An example of xenophilia is given in Crisis of European consciousness 1680 – 1715, where Paul Hazard describes the fascination for \”strangers\”, \”novelties\”, \”exoticisms\”. While traveling throughout the world at that time, the European had suddenly realized that the Other- the Stranger- found the secret of happiness. This secret had nothing to do with Christianity, but with “natural religion” or with “the True philosophy”. It had nothing to do with the way in which the European societies were organized, but with \”a primitive communism, ensuring justice and happiness at the same time.\” When he looked at himself through the eyes of the Other, the European could see only a “poor, civilized man, lacking courage, energy, unable to provide food and housing”, “rude and morally degenerate” (Hazard, 1961/1973: 15-24).
An example about what is not xenophilia: the celebration of St.
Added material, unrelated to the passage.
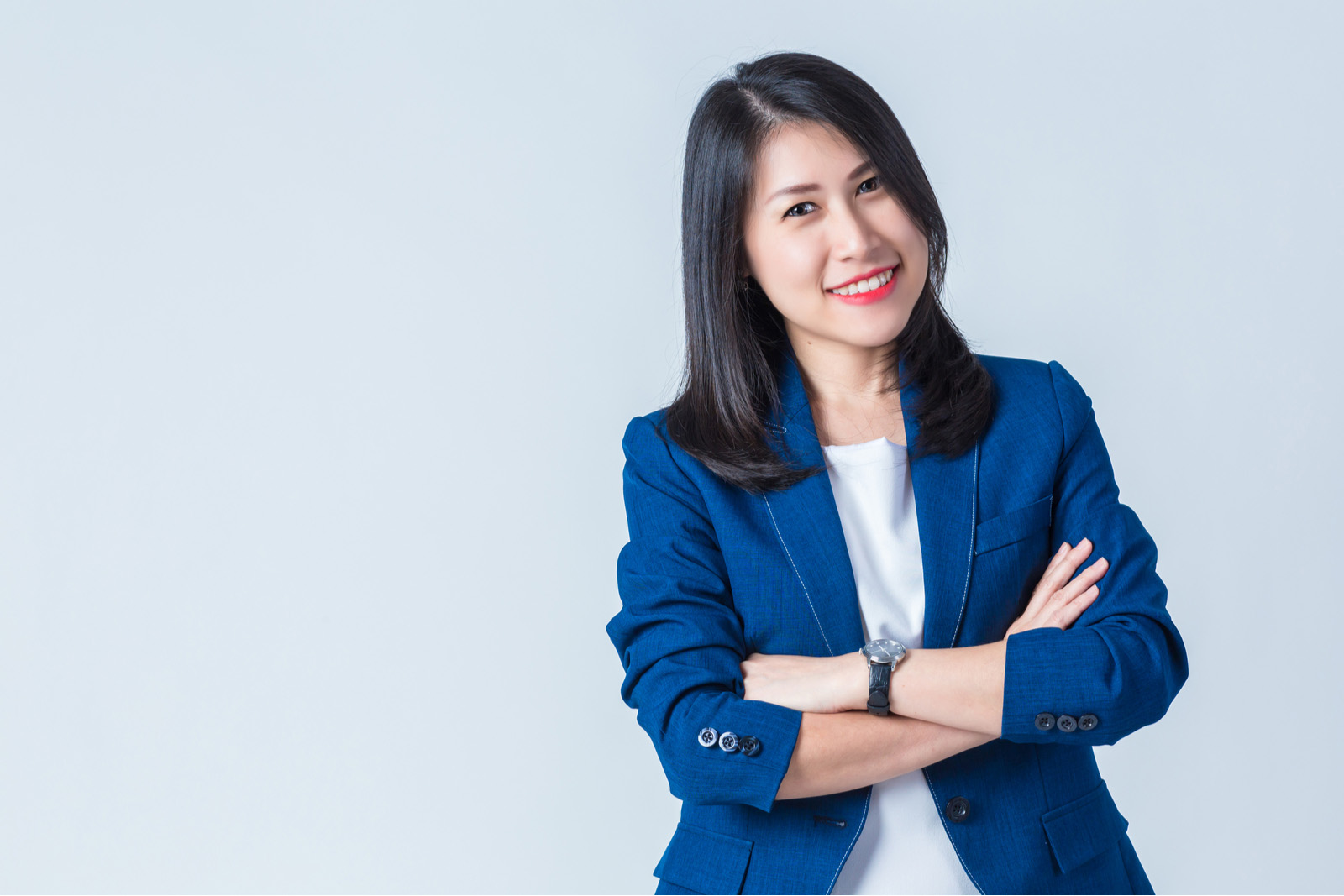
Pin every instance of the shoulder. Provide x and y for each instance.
(648, 446)
(1037, 391)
Valentine in Romania. It began in the 90s and a year after it was followed by the revival of Dragobete, a traditional Romanian celebration of love. We can say that St. Valentine revived Dragobete. This was a healthy social reaction that brought together the old and the new, the local and the foreign. So we have on February twice more love, joy and gifts to receive (!).
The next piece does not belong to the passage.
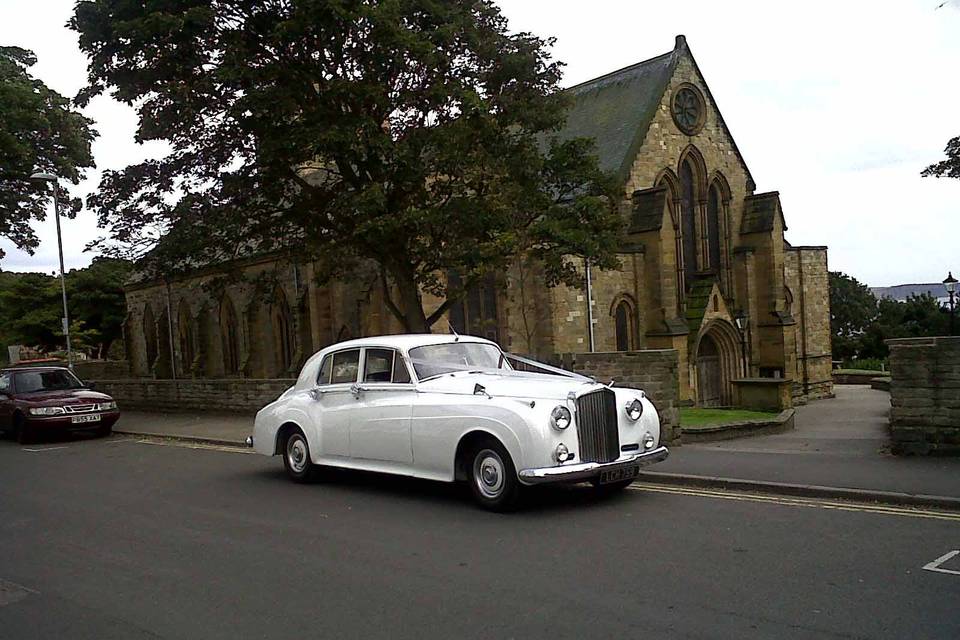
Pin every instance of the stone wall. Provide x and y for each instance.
(194, 395)
(656, 371)
(925, 395)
Extreme attitudes like xenophobia and xenophilia entail a dramatic reduction of the complexity of life leading to a type of „either-or” attitude: who is not with us is against us. They often involve extreme actions that can abruptly cancel thousands of years of civilization. Let us remember the Holocaust from the Second World War, justified by a racist ideology. Or let us remember the confrontations in the former Yugoslavia, accompanied by ritual killings and justified by a nationalist ideology. Not to mention also the beheading of hostages in the Middle East or in African conflict areas, justified by a religious ideology.
Extreme attitudes are psychologically “comfortable”: no shadows, no uncertainties, everything clear. But this is only in the short run. Later on, this mental convenience will be expensively paid in terms of consciousness of guilt, isolation, prestige and material losses.
Bauman, S. (2000). Modernitatea lichida. [The Liquid Modernity]. Bucuresti: Antet XX Press.
Hazard, P. (1961/1973). Criza constiintei europene. [The Crisis of European Consciousness]. Bucuresti: Univers.
Laplanche, J. and Pontalis, J. B. 1994, Vocabularul psihanalizei [Vocabulary of Psychoanlisys], Bucuresti: Humanitas.
Udangiu, E. 2016, Multiculturality and the Management of Differences, in Cross-Cultural Management Journal, Volume XVIII, 9 (1), pp. 31-34.